“Tras una muerte injusta, no hay nada que decir. Nada de nada”. El suicidio es un acto ante el que nos quedamos sin palabras. Como decía Chesterton, “el hombre que mata a un hombre, mata a un hombre. El hombre que se mata, mata a todos los hombres” (“La bandera del mundo”, Ortodoxia), pronuncia un “no” rotundo con respecto a todas las criaturas. Un miércoles por la tarde, la profesora Martine Lachance se colgó de una tubería de su propia aula. ¿Por qué?
La pregunta por el sentido queda incoada al comienzo de Profesor Lazhar y proyecta su sombra a lo largo de todo el relato. Bachir Lazhar, un argelino que ha escapado de su país, decide ocupar la vacante dejada por Martine. Huye de la injusticia de un régimen fundamentalista, totalitario. Sin embargo, en la escuela primaria donde comienza a trabajar, también se topará con otro tipo de injusticias. Muchas de ellas ocultas, pero lo suficientemente persistentes como para ser semilla de un suicidio.

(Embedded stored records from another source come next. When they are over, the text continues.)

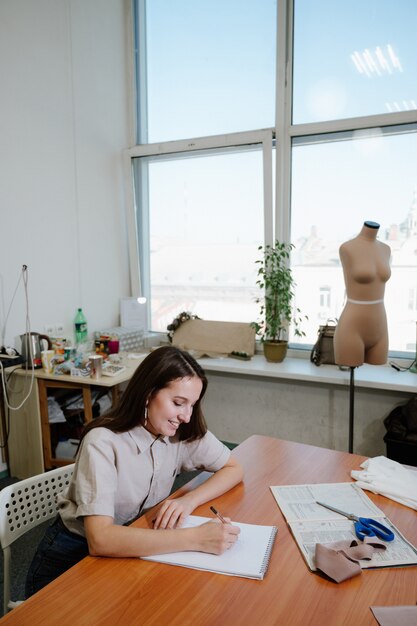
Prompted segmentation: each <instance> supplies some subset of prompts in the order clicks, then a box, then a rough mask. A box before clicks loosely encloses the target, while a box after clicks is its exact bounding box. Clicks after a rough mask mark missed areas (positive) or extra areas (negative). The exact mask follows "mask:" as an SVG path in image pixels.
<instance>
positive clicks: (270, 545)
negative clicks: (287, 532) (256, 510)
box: [261, 526, 278, 577]
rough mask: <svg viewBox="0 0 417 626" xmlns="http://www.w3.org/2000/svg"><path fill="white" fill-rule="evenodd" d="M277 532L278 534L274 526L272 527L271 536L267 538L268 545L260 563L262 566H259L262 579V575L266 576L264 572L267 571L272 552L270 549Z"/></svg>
mask: <svg viewBox="0 0 417 626" xmlns="http://www.w3.org/2000/svg"><path fill="white" fill-rule="evenodd" d="M277 532H278V528H277V527H276V526H273V528H272V531H271V536H270V537H269V541H268V545H267V547H266V550H265V555H264V560H263V561H262V566H261V574H262V577H263V576H264V574H266V570H267V569H268V566H269V560H270V558H271V552H272V548H273V547H274V542H275V538H276V536H277Z"/></svg>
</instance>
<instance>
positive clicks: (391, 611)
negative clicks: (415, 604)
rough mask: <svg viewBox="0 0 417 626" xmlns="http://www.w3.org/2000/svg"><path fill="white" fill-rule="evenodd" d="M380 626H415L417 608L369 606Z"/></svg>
mask: <svg viewBox="0 0 417 626" xmlns="http://www.w3.org/2000/svg"><path fill="white" fill-rule="evenodd" d="M371 611H372V613H373V614H374V617H375V619H376V620H377V622H378V624H379V625H380V626H415V625H416V624H417V606H413V605H412V606H371Z"/></svg>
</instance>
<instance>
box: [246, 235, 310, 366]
mask: <svg viewBox="0 0 417 626" xmlns="http://www.w3.org/2000/svg"><path fill="white" fill-rule="evenodd" d="M293 248H294V245H293V244H291V243H281V242H280V241H278V240H277V241H275V244H274V245H273V246H271V245H269V244H268V245H266V246H259V248H258V250H261V251H262V258H261V259H258V260H257V261H256V264H257V265H258V272H257V275H258V280H257V281H256V284H257V285H258V286H259V287H260V289H262V290H263V292H264V295H263V296H262V297H259V298H258V299H257V300H256V302H258V303H260V309H259V317H260V319H259V321H257V322H254V323H253V327H254V328H255V330H256V334H257V335H258V336H260V339H261V341H262V343H263V346H264V355H265V358H266V360H267V361H272V362H274V363H280V362H281V361H283V360H284V358H285V356H286V354H287V349H288V340H287V336H288V327H289V325H290V324H292V326H293V329H294V333H295V335H297V336H298V337H303V336H305V333H304V332H303V331H302V330H301V322H302V320H303V318H304V319H307V318H306V317H304V316H302V315H301V311H300V309H299V308H295V309H293V307H292V301H293V298H294V288H295V282H294V278H293V275H292V271H291V268H290V266H289V258H290V253H291V250H292V249H293Z"/></svg>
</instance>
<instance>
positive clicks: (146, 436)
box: [26, 346, 243, 597]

Su condición de extranjero le permite a Bachir mirar a los demás por encima de los prejuicios, siempre injustos. Frente al afán de enterrar las preguntas bajo un silencio temeroso o contestarlas con manuales de psicología, el profesor Lazhar no teme hablar con sus alumnos sobre la muerte. Se da cuenta de que en ese terreno tanto él como sus alumnos son igual de extranjeros. Y es en esa condición de "desemejante semejanza" donde a veces afloran sus inquietudes y sus miedos, pero también sus ilusiones más sinceras. Bachir no teme ver a sus alumnos y a sí mismo como enfermos necesitados de ayuda. “¿En pocas semanas se habrán curado?”, pregunta el profesor a la psicóloga. “No están enfermos”, responde esta con aprensión.